[CR] Restoration-Honesty and Transparency

(Example: Framebuilders:Norman Taylor)

Date: Mon, 20 Jul 2009 19:03:26 -0400
From: "George Hollenberg" <ghollmd@gmail.com>
To: Classic Rendezvous <classicrendezvous@bikelist.org>
Subject: [CR] Restoration-Honesty and Transparency


It's most likely that the real issues in the restoration of vintage bikes are the honesty and transparency of the bike's owner. Originality is very hard to come by in a vintage bike and can't even be suitably defined. Even contemporary catalog images of vintage bikes are now found to have been retouched. I have been shown heavily and poorly restored vintage bikes by their original famous makers in their own shops and been told these bikes were original. Collectors here then told me that these great makers don't remember their own original work. Original means pristine. There are very few, if any, pristine vintage bikes around. Fake vintage bikes are always advertised as all original or 100% mint, etc. I think that what many collectors mean by original is based on their own concept of originality predicated on their experiences with the bike in question or with images of it, etc.
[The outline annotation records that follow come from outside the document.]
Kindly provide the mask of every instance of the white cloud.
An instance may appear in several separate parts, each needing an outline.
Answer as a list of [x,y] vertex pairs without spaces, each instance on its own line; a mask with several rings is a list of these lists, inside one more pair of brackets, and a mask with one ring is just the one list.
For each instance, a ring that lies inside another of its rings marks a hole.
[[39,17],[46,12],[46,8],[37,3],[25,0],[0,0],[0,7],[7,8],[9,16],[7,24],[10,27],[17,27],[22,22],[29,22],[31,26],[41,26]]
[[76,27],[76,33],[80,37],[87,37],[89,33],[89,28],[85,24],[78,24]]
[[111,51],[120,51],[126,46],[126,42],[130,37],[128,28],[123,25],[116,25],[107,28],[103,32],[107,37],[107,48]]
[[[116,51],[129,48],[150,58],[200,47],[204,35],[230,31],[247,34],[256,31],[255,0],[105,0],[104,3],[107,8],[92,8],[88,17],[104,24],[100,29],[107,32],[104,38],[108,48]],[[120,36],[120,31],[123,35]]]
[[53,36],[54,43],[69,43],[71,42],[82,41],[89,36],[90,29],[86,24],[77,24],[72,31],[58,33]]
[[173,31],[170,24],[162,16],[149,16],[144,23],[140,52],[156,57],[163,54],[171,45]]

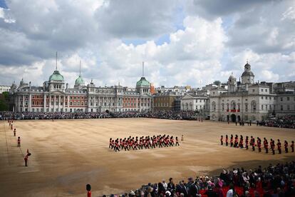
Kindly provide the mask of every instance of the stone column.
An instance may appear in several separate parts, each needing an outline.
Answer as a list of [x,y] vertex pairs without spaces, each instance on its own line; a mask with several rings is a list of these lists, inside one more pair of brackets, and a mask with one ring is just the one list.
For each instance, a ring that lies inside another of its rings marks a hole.
[[32,101],[32,96],[31,96],[31,93],[29,93],[29,109],[28,109],[28,111],[32,111],[32,109],[31,109],[31,108],[32,108],[31,101]]
[[56,96],[53,96],[53,112],[56,111]]
[[43,96],[44,96],[44,99],[43,99],[43,112],[46,112],[46,95],[43,95]]
[[66,95],[63,95],[63,111],[66,111],[65,108],[66,108]]
[[58,96],[58,111],[61,111],[61,96]]

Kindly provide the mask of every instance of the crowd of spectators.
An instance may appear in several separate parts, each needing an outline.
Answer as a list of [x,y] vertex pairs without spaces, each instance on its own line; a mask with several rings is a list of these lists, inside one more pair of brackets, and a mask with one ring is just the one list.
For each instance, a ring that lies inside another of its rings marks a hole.
[[173,120],[196,120],[196,111],[157,111],[155,112],[0,112],[0,120],[35,120],[35,119],[81,119],[110,118],[152,118]]
[[295,115],[286,115],[257,122],[257,125],[271,127],[295,128]]
[[224,169],[218,177],[197,176],[175,184],[168,182],[148,183],[140,188],[111,197],[192,197],[192,196],[295,196],[295,161],[284,164],[259,166],[254,170]]

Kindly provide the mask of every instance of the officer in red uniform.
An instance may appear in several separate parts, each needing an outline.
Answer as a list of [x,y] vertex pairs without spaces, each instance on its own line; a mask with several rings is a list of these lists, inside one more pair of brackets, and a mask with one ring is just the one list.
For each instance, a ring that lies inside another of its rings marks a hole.
[[28,161],[29,161],[29,156],[28,155],[26,155],[24,158],[24,161],[25,161],[25,166],[28,166]]
[[281,144],[279,141],[279,139],[278,139],[278,143],[276,143],[276,146],[278,146],[279,154],[281,154]]
[[229,146],[229,136],[227,135],[225,136],[225,146]]
[[175,146],[180,146],[180,144],[178,143],[178,138],[177,137],[175,138]]
[[285,146],[285,153],[288,153],[288,142],[285,140],[285,142],[284,143],[284,146]]
[[245,146],[246,146],[246,150],[248,150],[249,149],[249,146],[248,146],[248,144],[249,144],[249,137],[248,136],[246,136],[246,141],[245,141]]
[[274,146],[275,146],[274,140],[272,140],[271,138],[270,143],[271,143],[271,148],[272,154],[274,155],[276,153],[275,151],[274,151]]
[[265,148],[265,153],[269,153],[269,143],[267,142],[267,140],[265,141],[264,148]]
[[255,138],[251,136],[252,138],[252,151],[255,151]]
[[258,146],[258,152],[262,151],[262,141],[259,138],[257,138],[257,146]]
[[21,147],[21,137],[17,138],[17,147]]
[[221,138],[220,138],[220,144],[222,146],[223,145],[223,136],[221,136]]
[[86,185],[87,197],[91,197],[91,186],[90,184]]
This is very slippery ground since these concepts of originality are ideas and tend to change with time and place. Even the experts can't agree. Bike parts may be helpful in determining a vintage bike's age but they can be easily changed and makers sometimes sold frame sets or full bikes with a mixture of parts from different periods. Many parts can't be correctly dated either. As far as restoration goes, it's either well done or not. This becomes highly subjective-if it's pleasing to the owner or expert it's called conservation, sympathetic restoration, etc. Someone selling a bike has almost always conserved it. Sooner or later, almost every object created by man needs to be restored. No one can be against restoring part of an object unless the failure to to do so endangers the whole. However, even this a subjective decision and varies depending on the culture, time, place, etc. Furthermore, although sometimes the " don't fix it 'till it's broke" concept is a good one, however, if one waits too long to restore a bike, eventually it can't be restored at all. In sum and in short, the time comes to most all surviving vintage bikes to be restored. All the vintage bike collector can hope it that the restoration is well done and the bike's owner is honest and transparent about it.